Dans l'étude présentée ici, textes et images s'entrelacent autour de la figure circéenne et tissent entre eux un système ordonnancé. Ce travail sur l'intermédialité bouscule donc la chronologie et la linéarité afin d'envisager ce système. Notre double corpus se compose de quatre œuvres littéraires. L'Odyssée d'Homère (chant X) constitue la genèse de Circé et celle des personnages de magiciennes et de sorcières qui lui succéderont. Dans le livre XIV des Métamorphoses d'Ovide, l'enchanteresse traverse les différents épisodes qui le constituent, tout en déployant son caractère protéiforme. Ulysses de J. Joyce (chapitre XV), offre à Circé un nouveau statut : la déesse devient prostituée. Outre cette métamorphose essentielle, le roman de Joyce nous a semblé fondamental dans la mesure où il ne peut être lu indépendamment du texte homérique. Enfin, le Ve traité de La Haine de la musique de P. Quignard, place au premier plan l'animalité de Circé. Cet aspect, auparavant évoqué par certains artistes, devient sous la plume de l'auteur, l'essence même de la figure.

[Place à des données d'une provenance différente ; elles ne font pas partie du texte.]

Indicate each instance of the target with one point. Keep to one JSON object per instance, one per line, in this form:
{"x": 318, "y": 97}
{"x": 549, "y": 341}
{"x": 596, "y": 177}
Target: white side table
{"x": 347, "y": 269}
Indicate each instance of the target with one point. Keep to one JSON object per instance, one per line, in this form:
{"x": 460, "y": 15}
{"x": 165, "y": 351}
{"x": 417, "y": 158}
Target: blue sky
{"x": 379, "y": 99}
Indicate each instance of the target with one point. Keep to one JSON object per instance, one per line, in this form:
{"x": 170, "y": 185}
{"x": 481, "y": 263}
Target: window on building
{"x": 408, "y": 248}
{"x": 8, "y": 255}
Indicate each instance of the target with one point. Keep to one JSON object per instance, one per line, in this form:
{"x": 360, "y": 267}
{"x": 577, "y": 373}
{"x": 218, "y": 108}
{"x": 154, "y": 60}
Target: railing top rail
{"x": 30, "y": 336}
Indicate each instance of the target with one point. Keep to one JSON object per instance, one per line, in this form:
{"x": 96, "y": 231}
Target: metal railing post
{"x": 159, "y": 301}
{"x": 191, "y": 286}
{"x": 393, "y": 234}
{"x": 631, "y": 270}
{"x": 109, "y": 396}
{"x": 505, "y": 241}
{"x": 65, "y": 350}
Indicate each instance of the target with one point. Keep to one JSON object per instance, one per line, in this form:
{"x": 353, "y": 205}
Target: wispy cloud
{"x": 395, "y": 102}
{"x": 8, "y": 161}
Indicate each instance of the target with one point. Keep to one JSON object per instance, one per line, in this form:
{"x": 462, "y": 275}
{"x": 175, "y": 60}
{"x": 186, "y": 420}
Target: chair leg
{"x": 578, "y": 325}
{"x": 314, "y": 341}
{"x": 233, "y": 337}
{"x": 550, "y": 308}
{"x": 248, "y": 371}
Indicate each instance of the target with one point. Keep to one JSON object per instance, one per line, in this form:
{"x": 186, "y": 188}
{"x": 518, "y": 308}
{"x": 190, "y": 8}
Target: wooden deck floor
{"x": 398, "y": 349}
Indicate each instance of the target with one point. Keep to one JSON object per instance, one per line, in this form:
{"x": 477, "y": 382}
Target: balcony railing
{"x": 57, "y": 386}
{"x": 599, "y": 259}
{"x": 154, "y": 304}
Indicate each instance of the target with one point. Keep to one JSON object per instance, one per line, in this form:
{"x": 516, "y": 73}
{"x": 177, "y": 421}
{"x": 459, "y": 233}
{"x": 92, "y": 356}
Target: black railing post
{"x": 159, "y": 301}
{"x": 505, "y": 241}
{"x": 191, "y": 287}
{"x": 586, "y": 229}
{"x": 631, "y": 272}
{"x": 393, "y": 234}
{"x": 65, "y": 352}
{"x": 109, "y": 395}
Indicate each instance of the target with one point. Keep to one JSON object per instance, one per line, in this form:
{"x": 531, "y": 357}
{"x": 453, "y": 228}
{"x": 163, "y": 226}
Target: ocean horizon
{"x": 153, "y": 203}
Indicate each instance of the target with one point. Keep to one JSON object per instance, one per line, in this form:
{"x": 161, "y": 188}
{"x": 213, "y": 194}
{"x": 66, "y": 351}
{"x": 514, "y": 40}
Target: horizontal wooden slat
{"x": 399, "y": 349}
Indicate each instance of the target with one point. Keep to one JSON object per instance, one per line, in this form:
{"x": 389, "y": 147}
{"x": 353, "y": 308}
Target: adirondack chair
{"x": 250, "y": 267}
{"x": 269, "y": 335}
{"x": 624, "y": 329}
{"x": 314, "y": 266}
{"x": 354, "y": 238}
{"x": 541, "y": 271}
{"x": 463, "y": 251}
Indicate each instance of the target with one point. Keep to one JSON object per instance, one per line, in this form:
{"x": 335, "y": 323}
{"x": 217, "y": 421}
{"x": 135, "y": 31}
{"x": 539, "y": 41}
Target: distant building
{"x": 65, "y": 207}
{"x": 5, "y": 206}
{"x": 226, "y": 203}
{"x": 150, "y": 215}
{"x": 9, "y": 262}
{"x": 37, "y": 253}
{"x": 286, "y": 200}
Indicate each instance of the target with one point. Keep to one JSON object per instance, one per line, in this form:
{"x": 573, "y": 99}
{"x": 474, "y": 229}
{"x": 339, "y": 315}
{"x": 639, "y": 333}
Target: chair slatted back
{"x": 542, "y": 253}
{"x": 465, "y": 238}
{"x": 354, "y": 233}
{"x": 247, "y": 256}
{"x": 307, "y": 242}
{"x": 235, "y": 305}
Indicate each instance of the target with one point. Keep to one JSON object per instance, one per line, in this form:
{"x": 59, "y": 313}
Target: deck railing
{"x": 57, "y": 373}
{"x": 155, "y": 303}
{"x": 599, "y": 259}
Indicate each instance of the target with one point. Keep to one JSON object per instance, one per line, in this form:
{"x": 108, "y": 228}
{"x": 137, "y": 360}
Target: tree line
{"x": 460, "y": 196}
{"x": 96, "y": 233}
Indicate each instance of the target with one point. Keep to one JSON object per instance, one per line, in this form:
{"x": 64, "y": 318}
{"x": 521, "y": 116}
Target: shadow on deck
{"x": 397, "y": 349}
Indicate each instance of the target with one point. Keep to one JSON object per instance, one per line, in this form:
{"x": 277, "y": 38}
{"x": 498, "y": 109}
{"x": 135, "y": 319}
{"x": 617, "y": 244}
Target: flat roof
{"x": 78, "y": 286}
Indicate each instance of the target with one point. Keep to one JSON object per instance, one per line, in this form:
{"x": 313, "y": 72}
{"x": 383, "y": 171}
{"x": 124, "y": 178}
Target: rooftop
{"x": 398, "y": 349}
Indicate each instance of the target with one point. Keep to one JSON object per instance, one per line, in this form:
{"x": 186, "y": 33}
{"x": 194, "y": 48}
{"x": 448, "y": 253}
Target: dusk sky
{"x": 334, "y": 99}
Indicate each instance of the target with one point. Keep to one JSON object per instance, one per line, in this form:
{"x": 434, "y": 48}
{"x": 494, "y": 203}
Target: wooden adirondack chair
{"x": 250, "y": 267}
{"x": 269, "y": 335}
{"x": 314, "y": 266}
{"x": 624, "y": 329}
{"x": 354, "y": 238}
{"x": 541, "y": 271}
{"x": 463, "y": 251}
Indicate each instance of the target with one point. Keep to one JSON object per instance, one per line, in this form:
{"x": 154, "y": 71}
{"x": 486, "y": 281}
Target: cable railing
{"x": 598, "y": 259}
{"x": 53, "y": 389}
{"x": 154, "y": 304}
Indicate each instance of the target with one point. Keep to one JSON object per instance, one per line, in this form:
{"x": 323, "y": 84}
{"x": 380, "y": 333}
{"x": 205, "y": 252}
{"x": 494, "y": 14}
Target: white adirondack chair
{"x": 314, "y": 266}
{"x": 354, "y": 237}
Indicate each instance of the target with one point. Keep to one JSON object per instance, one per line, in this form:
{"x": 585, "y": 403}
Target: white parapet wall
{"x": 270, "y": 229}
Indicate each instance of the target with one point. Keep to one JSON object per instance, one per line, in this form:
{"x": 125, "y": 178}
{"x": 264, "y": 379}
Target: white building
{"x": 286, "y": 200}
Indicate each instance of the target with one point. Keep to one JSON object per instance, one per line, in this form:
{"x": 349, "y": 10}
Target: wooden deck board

Si Circé parcourt les siècles dans le domaine littéraire, l'histoire des arts la présente comme l'héroïne-clef d'une mythologie à la fois classique et contemporaine, qu'il s'agisse des arts plastiques (en particulier l'art vasculaire grec archaïque et classique, du maniérisme et du baroque, puis du symbolisme et du préraphaélisme) ou des arts du spectacle (opéra, ballet ou encore cinéma, dont il ne sera pas question ici). Incarnation d'un mystère, source de fascination et d'effroi, ou symbole d'érotisme et de sensualité, Circé offre différents visages au fil des siècles et de ses transpositions intermédiales. Dans quelle mesure incarne-t-elle alors une figure du liage, à l'origine d'un leitmotiv transhistorique et transgénérique ?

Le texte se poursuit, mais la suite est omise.